The US Air Force will earmark billions of dollars in its next five year budget plan to help meet the Pentagon's goal to develop a new long-range bomber by 2018.

The timetable was aggressive but achievable, given the new bomber would be likely to include technologies already under development by the Pentagon's Defence Advanced Research Projects Agency (DARPA) and the US aerospace and defence industry, an official said today.

"Substantial resources will be dedicated across the future years defence plan from 2008-2013 to get there," the official said. "It will be billions," he added.

Defence analyst Loren Thompson of the Arlington, Virginia-based Lexington Institute said it would cost around $20 billion to develop and build a new bomber, unless it was based on an existing aircraft such as the Lockheed Martin F-22 Raptor fighter jet.

The USAF began a formal analysis of the alternatives for long range strike last October that could help shape the requirements for a future bomber competition.

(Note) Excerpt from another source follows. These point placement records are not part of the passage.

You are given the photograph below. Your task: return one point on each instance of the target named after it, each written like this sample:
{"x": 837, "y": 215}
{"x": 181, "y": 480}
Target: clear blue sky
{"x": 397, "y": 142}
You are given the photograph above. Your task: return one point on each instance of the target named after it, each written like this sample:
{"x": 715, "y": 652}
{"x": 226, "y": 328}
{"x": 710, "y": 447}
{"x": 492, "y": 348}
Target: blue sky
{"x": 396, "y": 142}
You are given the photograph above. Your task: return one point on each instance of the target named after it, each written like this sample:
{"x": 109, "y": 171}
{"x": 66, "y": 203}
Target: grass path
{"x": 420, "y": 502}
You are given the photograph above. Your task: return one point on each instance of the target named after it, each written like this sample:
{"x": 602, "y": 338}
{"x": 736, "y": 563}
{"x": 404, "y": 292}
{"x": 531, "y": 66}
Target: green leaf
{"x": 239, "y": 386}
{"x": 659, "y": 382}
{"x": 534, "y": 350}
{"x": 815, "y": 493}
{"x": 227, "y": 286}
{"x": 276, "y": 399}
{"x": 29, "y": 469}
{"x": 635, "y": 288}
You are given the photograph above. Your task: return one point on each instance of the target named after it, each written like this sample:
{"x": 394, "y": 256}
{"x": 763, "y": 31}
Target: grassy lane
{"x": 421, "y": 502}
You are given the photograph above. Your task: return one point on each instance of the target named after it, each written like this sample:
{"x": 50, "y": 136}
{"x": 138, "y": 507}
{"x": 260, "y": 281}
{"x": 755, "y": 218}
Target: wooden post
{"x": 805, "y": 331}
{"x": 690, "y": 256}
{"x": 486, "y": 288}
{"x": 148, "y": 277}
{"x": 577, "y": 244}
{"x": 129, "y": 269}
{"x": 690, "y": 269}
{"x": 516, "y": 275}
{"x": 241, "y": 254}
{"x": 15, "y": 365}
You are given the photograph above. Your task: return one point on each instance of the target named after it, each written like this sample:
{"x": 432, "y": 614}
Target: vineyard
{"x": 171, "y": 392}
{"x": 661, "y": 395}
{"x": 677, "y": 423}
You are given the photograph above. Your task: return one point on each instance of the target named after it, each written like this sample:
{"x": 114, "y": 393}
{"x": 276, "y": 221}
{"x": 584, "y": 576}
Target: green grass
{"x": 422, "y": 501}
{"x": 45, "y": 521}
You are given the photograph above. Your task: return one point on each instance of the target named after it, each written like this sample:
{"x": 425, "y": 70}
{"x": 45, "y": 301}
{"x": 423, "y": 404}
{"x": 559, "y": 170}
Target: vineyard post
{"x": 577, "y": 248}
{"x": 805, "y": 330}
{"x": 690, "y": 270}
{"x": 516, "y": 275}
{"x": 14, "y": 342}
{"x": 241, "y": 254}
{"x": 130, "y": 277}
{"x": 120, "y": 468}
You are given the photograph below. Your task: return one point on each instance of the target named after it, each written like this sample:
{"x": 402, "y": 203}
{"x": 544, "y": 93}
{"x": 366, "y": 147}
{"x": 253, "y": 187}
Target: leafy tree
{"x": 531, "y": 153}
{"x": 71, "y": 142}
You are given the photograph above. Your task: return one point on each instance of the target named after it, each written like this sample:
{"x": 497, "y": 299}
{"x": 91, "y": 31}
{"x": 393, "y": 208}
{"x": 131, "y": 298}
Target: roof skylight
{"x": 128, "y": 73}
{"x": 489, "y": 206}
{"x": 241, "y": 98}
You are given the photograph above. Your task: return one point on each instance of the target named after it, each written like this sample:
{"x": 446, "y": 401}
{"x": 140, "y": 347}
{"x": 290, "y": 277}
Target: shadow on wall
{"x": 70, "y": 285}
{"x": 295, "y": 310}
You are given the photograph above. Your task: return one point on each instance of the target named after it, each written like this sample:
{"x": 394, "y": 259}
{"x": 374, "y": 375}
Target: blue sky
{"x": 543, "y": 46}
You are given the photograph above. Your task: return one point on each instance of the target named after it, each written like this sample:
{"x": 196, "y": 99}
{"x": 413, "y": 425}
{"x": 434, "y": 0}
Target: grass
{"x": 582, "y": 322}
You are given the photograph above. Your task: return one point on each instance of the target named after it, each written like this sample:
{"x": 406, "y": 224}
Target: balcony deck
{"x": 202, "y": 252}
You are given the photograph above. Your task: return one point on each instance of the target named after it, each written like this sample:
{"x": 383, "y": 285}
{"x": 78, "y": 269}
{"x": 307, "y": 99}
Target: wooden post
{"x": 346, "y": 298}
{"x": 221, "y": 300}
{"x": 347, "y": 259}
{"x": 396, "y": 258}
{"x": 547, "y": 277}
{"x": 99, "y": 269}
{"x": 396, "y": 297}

Officials now plan to split the analysis into separate sections addressing the need for new long-range missiles, which could hit targets within a few hours, and the requirements for a next-generation bomber, which would be able to loiter over a given area for a longer time.

Boeing, Lockheed Martin and Northrop Grumman have already expressed interest in the bomber competition.

The idea of developing an F-22 bomber variant, first championed by former USAF Secretary James Roche, was still being considered, Thompson said.

The aircraft's radar-evading characteristics and its supersonic speed could be attractive features for a new bomber.

He predicted that the new bomber would be manned, despite increasing speculation about an unmanned aircraft that could be remotely piloted like the General Atomic RQ-1 Predator unmanned air vehicle, or fly utonomous like the Northrop Grumman RQ-4 Global Hawk, which has been used extensively in Iraq and Afghanistan.

"No amount of software is going to allow you to cope with all the things that come up in combat. You need a real pilot," Thompson said.